Cristina Cifuentes, Ángel Garrido y Enrique Ossorio, este jueves en la Asamblea de Madrid. EFE

La moción de censura de Podemos contra Cristina Cifuentes no logró el resultado previsto, la sustitución de un Gobierno del PP por otro de Podemos, pero además permitió a la presidenta de la Comunidad respirar, incluso salir reforzada, tras unas semanas críticas.

El PP, con su táctica de lanzar a todos los consejeros a debatir con Lorena Ruiz-Huerta, logró embarullar el debate y que nadie prestara atención a lo que proponía la portavoz de Podemos.
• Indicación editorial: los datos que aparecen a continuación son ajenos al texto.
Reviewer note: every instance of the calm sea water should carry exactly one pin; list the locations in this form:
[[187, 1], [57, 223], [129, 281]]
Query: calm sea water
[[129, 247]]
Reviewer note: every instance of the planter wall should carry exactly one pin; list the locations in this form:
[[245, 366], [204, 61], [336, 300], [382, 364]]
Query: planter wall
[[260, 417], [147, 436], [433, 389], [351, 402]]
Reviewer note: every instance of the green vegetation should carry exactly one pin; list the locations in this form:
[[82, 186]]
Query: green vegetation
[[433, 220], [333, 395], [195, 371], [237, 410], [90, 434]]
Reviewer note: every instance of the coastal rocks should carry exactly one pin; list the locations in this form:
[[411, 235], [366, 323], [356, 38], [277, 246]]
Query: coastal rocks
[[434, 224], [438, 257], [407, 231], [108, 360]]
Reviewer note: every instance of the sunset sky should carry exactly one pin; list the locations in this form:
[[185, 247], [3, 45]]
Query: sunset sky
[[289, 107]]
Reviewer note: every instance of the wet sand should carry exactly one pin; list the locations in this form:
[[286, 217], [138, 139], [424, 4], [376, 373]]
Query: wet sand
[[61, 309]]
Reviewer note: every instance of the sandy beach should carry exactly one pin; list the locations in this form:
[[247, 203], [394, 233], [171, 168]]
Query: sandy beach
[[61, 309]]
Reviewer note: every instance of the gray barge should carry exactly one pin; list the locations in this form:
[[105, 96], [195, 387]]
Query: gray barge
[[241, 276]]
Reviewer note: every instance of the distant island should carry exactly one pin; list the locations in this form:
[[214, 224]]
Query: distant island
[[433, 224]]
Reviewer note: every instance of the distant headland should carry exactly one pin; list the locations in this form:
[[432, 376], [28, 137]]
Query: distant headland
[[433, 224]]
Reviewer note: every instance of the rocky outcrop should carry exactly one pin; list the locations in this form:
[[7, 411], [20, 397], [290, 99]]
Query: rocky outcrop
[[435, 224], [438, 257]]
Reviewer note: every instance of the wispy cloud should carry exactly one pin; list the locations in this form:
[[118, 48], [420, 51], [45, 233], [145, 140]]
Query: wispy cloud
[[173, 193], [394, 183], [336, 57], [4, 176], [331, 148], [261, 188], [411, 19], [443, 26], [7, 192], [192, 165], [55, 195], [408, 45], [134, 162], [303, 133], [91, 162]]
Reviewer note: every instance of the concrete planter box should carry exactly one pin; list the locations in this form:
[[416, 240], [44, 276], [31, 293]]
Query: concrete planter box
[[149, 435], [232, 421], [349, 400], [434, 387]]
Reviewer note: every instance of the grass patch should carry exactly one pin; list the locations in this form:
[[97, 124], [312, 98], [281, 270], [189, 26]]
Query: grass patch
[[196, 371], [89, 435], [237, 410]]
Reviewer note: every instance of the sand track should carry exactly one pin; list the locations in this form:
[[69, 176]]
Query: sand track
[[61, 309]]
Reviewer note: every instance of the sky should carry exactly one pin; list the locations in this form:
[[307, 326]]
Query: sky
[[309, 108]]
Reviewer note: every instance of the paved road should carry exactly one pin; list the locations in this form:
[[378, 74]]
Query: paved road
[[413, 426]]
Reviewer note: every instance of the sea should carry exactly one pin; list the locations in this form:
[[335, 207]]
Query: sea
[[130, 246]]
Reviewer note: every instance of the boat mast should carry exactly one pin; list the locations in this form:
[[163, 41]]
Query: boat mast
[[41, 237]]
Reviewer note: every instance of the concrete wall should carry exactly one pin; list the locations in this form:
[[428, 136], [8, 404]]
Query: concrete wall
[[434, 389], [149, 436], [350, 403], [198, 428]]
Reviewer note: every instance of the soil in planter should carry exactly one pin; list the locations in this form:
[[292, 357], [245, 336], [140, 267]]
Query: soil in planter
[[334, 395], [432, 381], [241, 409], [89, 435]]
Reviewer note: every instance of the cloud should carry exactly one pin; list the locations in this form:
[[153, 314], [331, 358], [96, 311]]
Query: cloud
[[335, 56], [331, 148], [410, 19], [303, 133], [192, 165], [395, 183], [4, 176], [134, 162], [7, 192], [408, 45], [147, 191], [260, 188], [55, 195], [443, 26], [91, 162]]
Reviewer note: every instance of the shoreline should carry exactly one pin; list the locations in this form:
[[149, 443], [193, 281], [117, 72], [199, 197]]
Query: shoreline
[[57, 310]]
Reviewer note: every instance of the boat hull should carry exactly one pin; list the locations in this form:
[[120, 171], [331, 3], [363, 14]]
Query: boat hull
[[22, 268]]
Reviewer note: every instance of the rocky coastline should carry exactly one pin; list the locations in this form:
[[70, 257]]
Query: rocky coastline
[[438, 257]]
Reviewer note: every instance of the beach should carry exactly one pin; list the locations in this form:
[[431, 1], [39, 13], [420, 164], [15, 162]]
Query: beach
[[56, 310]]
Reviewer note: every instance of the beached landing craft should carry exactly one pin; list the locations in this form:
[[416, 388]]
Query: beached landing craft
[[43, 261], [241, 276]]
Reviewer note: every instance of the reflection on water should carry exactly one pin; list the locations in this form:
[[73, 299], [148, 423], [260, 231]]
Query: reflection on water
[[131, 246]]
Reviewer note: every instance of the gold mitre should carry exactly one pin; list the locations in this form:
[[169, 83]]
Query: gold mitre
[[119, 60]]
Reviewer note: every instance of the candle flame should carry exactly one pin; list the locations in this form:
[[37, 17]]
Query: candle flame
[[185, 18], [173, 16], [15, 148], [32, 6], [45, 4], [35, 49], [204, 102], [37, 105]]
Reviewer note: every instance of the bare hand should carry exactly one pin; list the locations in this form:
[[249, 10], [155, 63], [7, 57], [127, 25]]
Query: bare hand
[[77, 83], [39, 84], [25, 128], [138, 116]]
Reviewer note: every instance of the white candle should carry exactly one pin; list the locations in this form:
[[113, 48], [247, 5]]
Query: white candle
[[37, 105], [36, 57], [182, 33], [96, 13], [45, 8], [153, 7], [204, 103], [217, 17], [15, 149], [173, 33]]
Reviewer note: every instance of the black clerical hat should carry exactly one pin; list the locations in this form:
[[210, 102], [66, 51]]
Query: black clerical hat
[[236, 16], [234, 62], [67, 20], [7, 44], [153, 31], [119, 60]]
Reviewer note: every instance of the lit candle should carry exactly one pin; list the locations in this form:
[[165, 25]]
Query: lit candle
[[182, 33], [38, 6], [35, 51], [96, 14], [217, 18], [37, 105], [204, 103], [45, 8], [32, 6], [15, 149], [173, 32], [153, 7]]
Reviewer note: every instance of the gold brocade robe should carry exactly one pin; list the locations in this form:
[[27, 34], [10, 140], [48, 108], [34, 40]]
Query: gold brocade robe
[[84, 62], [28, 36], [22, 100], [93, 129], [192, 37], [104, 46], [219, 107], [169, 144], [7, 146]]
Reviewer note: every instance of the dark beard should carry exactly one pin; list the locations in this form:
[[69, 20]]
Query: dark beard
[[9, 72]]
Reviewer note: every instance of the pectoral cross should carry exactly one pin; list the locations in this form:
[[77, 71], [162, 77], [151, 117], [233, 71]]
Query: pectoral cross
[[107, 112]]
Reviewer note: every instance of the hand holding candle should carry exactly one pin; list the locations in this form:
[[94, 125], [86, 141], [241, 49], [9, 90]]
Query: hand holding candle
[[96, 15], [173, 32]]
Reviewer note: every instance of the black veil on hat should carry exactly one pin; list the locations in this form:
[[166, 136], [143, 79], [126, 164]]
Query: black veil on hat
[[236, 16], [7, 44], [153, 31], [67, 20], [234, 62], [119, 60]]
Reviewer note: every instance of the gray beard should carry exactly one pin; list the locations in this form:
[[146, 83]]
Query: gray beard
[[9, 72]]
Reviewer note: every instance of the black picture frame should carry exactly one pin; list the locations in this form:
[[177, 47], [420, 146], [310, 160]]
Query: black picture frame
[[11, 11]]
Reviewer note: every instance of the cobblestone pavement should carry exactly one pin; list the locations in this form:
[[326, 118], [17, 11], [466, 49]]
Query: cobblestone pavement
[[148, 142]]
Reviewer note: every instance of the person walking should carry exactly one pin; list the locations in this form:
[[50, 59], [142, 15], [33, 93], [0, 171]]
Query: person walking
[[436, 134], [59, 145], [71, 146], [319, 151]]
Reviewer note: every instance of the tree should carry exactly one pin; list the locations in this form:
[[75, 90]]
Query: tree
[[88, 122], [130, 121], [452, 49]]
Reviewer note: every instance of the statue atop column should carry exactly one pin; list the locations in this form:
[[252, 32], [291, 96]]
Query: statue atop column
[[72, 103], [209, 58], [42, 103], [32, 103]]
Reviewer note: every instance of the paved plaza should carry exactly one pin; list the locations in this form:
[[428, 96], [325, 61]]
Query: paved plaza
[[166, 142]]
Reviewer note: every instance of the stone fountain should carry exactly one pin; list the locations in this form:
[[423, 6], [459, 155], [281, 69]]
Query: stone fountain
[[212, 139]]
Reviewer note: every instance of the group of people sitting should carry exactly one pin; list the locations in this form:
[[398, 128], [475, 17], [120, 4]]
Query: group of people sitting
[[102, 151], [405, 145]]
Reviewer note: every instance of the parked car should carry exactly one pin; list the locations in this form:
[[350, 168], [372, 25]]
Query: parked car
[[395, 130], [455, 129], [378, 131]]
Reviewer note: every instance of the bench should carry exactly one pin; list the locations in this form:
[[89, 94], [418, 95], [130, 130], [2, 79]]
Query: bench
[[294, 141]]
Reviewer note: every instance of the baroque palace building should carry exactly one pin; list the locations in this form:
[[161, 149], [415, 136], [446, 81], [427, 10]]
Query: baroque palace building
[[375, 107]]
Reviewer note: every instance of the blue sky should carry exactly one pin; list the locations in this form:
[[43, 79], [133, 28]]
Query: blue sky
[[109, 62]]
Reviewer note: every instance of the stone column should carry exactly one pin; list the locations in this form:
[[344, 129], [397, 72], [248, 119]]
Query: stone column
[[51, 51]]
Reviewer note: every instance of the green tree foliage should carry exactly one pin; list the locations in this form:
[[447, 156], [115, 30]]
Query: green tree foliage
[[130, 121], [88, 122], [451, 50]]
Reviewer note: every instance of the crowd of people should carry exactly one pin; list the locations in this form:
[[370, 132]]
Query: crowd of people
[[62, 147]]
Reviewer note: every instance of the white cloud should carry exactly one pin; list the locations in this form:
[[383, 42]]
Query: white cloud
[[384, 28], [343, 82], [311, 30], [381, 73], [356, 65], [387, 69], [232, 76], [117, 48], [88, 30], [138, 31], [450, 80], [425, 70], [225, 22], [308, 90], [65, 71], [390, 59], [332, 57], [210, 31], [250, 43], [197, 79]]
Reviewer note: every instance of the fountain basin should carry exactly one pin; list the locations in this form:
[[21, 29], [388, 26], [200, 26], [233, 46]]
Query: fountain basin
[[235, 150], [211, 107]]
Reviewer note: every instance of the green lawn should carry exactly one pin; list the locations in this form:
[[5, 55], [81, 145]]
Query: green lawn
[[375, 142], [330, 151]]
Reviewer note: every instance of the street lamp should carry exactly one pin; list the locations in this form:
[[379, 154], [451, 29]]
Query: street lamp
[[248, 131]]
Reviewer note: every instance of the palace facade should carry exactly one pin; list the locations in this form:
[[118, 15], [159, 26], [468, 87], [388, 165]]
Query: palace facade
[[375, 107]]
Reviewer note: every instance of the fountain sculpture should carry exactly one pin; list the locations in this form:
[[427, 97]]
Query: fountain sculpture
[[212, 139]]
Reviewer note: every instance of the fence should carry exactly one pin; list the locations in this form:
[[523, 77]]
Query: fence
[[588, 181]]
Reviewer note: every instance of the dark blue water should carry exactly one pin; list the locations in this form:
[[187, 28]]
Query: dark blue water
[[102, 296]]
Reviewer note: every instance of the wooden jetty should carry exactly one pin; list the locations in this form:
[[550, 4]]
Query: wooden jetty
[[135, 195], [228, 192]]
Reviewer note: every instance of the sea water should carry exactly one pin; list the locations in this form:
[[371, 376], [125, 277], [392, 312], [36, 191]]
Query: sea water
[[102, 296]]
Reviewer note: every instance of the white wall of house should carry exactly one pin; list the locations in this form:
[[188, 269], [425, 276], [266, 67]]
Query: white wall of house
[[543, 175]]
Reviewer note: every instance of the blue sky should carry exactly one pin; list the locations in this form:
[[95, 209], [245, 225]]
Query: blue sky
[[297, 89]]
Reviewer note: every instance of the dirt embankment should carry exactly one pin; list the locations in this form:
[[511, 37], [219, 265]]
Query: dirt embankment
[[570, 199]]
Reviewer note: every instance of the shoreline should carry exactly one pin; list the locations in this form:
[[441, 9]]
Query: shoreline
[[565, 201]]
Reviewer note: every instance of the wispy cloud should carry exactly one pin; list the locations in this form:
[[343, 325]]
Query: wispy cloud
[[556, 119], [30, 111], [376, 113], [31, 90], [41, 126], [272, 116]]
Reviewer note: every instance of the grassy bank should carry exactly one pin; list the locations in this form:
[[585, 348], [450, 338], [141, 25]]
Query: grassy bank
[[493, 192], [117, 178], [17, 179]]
No fue necesario ni que Cifuentes saliera a rematar a la candidata. Nadie recuerda qué ofreció en su discurso Podemos sobre el paro, la violencia de género, el medio ambiente o las tarifas de transporte público.

Sin embargo, sí caló que estuvo Pablo Iglesias y todo su estado mayor. De hecho, el que más tenía preparada la presencia de los líderes de Podemos era Enrique Ossorio, portavoz del PP. Le dijo a Podemos que no se podía plantear una moción de censura sobre la base de la corrupción y traer a la Asamblea a cuatro líderes con acusaciones probadas de conductas irregulares.

Ahí comenzó la batería de insultos de uno a otro, que duró diez horas y que terminó con la salida de los diputados del PP de la sala de plenos cuando Ramón Espinar dijo a Ossorio que robaban. Antes, Ángel Garrido había llamado "perritos" a los diputados, mientras Lorena Ruiz-Huerta insistía en el robo de los populares o Jacinto Morano decía al consejero de Presidencia que era un payaso.

Los insultos fueron a más y el interés sobre las propuestas de Podemos a menos. Mientras, el PSOE y Ciudadanos permanecían casi ajenos a esa bronca en el parlamento de Vallecas. El PP pudo neutralizar la moción. Ya no sólo por los votos, sino porque logró distraer las acusaciones de corrupción que le aparecen en todas las esquinas. 

Quizás Cifuentes salga reforzada de esta moción, pero en su bancada aplaudían varios diputados, que de seguir las acusaciones de los diversos sumarios, tendrán que dimitir.

La hermana de Ignacio González aplaudía con fuerza. No está acusada de nada. Y la Guardia Civil dejó claro que no está ni investigada. Pero si se confirma que conocía las acusaciones antes de que Ignacio González fuera detenido, como se leyó en la transcripción de unas cintas de la UCO, tendrá muy difícil su continuidad en la bancada popular.

Lo que queda claro es que la táctica del PP le ha permitido a Cristina Cifuentes respirar y reducir la presión a la que está sometida desde que se conoció el informe de la Guardia Civil sobre su intervención en la adjudicación de la cafetería de la Asamblea de Madrid. 

Para desgracia de los populares, las operaciones contra algunos miembros del PP pueden continuar en las próximas semanas y torpedear de nuevo la acción de Gobierno de la presidenta de Madrid y aspirante a seguir viajando en la política nacional.